‘I believe that Europe are bullies’

DUP grassroots members dig their heels in when opposing Brexit deal

Conservative MP Boris Johnson and DUP leader Arlene Foster  at the DUP annual conference  in Belfast. Photograph: Charles McQuillan/ Getty Images

Conservative MP Boris Johnson and DUP leader Arlene Foster at the DUP annual conference in Belfast. Photograph: Charles McQuillan/ Getty Images


Darren McCormick, a farmer and DUP supporter from Co Fermanagh, sells milk to dairies south of the Border but is not fazed by heavy tariffs that would be imposed if the draft Brexit agreement collapses.

“WTO [World Trade Organisation] is better than what we have now,” he said, referring to the proposed deal and international trade tariffs that would apply should the UK crash out of the EU in March 2019.

“If that date passes without a deal, it is not the end of the world.”

McCormick and others at the DUP conference in Belfast on Saturday presented a united front against the proposed agreement, fearful that it could limit the UK’s ability to broker trade deals with other countries and leave Northern Ireland under the EU’s economic influence.

“People are being sold lies,” remarked Andrew Wilson, a Fermanagh beef farmer who said he was the only board member of the Ulster Farmers’ Union to oppose the draft deal.

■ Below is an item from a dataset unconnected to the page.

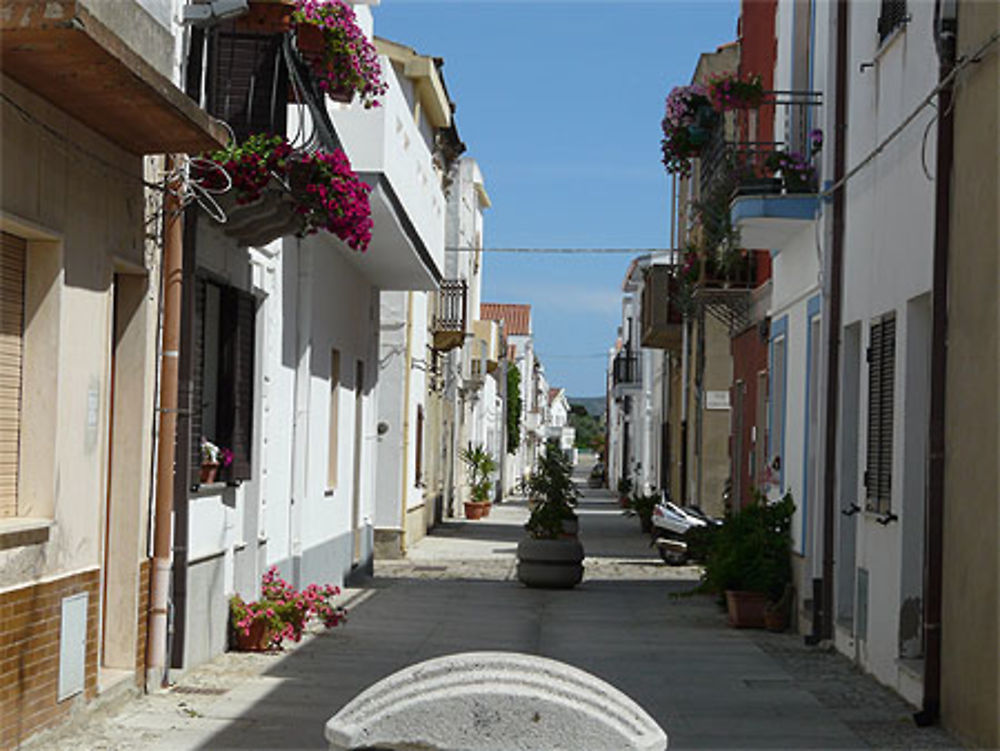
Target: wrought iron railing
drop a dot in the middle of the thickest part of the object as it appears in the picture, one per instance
(452, 301)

Businesspeople and farmers were thin on the ground at the conference, reflecting the rift between the DUP and its base over the deal, though Wilson believed the deal had limited support among the grassroots.

“It is time to go back to get a better deal or it will be WTO,” said McCormick.

Something better

Many of the 600 delegates in the south Belfast hotel echoed the defiant views of their elected representatives: the backstop would push Northern Ireland closer to Dublin and Brussels and there was still something better between the “deal or no deal” choice being offered by the EU and UK government.

“We have always been of the position that no deal is better than a bad deal,” said Phillip Logan (29), juggling a toddler he was minding in the lobby of the Crowne Plaza Hotel.

“Walking away under WTO rules would be better than accepting a bad deal that five years or 10 years down the line, that Europe could use it as a stick to beat us with. We don’t want to be in that position because I believe that Europe would do that. I believe that Europe are bullies.”

Many delegates stopped short of saying DUP leader Arlene Foster should end the confidence and supply deal that props up British prime minister Theresa May’s minority Conservative government over the deal.

“The DUP will pull the plug if it gets to that stage. We are not at that stage yet,” said Logan.

Thomas Kerrigan, a septuagenarian from Co Tyrone, saw the deal as a “slippery slope to a united Ireland”.

“We feel there is some hidden agenda somewhere along the line,” he said.

The presence of guest speaker Boris Johnson, who resigned as British foreign secretary over May’s Brexit proposals, convinced the DUP faithful there were other Tories they could trust, should May or her deal fall.

Johnson’s calls to “junk the backstop” in a barnstorming speech fired up the members.

“Good on him,” said Ross McVittie (21) from east Belfast who cheered each of the UK MP’s jingoistic applause lines on the importance of Northern Ireland’s place in the United Kingdom.

“It is great to see him taking great interest in Northern Ireland that we are not some special case, that we are part of the United Kingdom and that we leave as one.”

Mark Wallace (28) from Ballymena thought Johnson’s speech contrasted sharply with Philip Hammond’s the night before, when the British chancellor tried to sell the proposed deal to the DUP.

“It was just trying to flog a dead horse,” said Wallace. “It didn’t wash with anybody in the room.”

‘Big trench’

Another conference attendee, Jon Tonge, a University of Liverpool politics professor and author of Democratic Unionist Party: From Protest to Power, felt the DUP had “dug themselves in a big trench”.

“The DUP line is: our confidence and supply arrangement is with the Conservatives, not with Theresa May; get a new deal or get a new leader,” he said.

Stephen Andrews (28), from Fermanagh, was happy with the party’s message presented in Belfast and saw no risk in its entrenched strategy against immovable forces in Brussels or London.

“This deal is between the DUP and the Conservative government,” he said. “There is a lot to happen before the government will fall.”